If you haven't done graphing in school yet, or outside of school, I guess, then you might not understand how the XY system works, but hopefully, you do. It's pretty straightforward. So if we run this, let's just see here. Do something—boom! Get smaller and animated.

I'll just point out right now that the XY starts from this corner, so this is 0, 0; this is like 320, 460. Whatever place this is, it's going to be a smaller number and a higher number anyway; it will animate to that.

The thing is that we're setting it to that same width and height every time, so we can say instead: do width equals—or how about times equals 1.2, which we'll multiply it by 1.2, making it slightly bigger every time, so it's going to get bigger now.

As you can see, it's getting larger, and it's going to be off our screen in a second because it's still stretched out. So let's just, um, I guess, it's a fine number. Basically, what you're doing here is you're multiplying the size by 1.2, and this code just makes it animate.

So yeah, that's pretty much it. Just to give you another example of what you can use animations for, if I'll comment this out, you can also use them for setting the transparency. So my image set Alpha to 0.5, and this will make it half. I'll set it to 0.1, and you'll see it fade out in 0.5 seconds.

There we go; it faded out, and now you can just barely see it. All right, so we can also, before the animation, say my image set Alpha 0.5, and now if we do this, it will go down, it'll go up and down, go up and down, go up and down, etc., etc., etc. If we hold it, it'll stay at 0.5, I guess.

Yeah, so that's basically how animations work. Anything between that—those code that these two blocks—basically anything between those will be animated that you do to a UI view, and they built that right in, so it's pretty cool.

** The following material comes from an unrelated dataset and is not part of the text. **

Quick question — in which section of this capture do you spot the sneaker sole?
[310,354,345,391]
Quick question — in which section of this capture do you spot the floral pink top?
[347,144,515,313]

You can also do other things with frames; this is just a preview of how to use frames. Another thing that's cool, if you don't want to have to use these frames to just move things around, you can say CG Point Center equals my image Center, and this will give you the center point of the image.

If you do lots of other things, if you use coco 2D, for instance, you deal with position as center. So you can say center.x equals 200. You can say center.x equals—what's 320 over 2? It's 160. And center.y equals 460 over 2, which is—oh my God—it's 230.

So there we go, um, and then you say my image set Center Center, and this will move it to the center of the screen, which it already is located at, so it won't change anything.

But yeah, so basically, that's how animations work. You can change this point just so you see if you set the center to some other point, it'll move it. So just moved it up, as you can see. So that is how, um, how animations kind of work.

Uh, there are other ways to do it that are more dynamic that you can control more. Uh, as you saw, like when you start a new animation, the previous animation dies and just immediately jumps to where it was going.

So, um, there are ways to do that dynamically so you don't have to deal with that, but this is the easiest way, and it's the least code to write, and it's the most understandable, in my opinion.

So this is what we're doing for now; this is the time it takes. Obviously, you can have multiple contexts—that's kind of complicated, so that's kind of how animation works.